Mr Field, who has been appointed by Prime Minister David Cameron to lead a review of poverty and life chances, wants teenagers to sit a new GCSE on parenting to avoid ending up like TV lowlifes Vicky Pollard and Shameless Frank Gallagher.

He fears thousands of children are doomed to a life on benefits because their parents were "toe-rags."

Lessons in parenting and life skills should become part of the national curriculum, he insisted.

He said: "Our nation has fallen out of love with the art of being good parents and we have to get back to that. There's a large group of families - about 800,000 - who run chaotic lives. they are the neighbours from hell. We still haven't really taken the gloves off to them."

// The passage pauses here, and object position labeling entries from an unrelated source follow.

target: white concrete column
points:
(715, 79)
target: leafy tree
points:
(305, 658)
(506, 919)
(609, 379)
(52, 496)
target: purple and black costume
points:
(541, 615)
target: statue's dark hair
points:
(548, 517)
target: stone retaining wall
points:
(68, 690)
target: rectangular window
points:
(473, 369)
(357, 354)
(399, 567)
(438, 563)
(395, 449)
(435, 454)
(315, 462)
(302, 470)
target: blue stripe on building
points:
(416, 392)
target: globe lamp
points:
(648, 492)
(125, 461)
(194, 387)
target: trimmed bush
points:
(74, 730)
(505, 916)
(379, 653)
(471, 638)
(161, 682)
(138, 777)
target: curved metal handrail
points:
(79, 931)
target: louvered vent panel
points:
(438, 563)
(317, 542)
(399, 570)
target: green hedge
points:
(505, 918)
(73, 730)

In his first report to Mr Cameron Mr Field warns that the PM would never crack Britain's welfare culture while the country produced poorly-educated children destined for failure from the day they were born. He suggested that a formal exam for 16-year-olds would help turn today's youth into "five-star parents" of the future.

Mr Field commented: "There's a genuine desire among young people to learn how to become good parents. Schools will want to teach this to boost their standing in the league tables. And there would be a wonderful knock-on effect for the rest of society."

And in a move designed to ensure good parenting for tots in the first months of their lives he is pressing for funding to be set aside for special lessons for mothers-to-be. Mr Field said he believed a child's life chances started to be determined from the day it was conceived.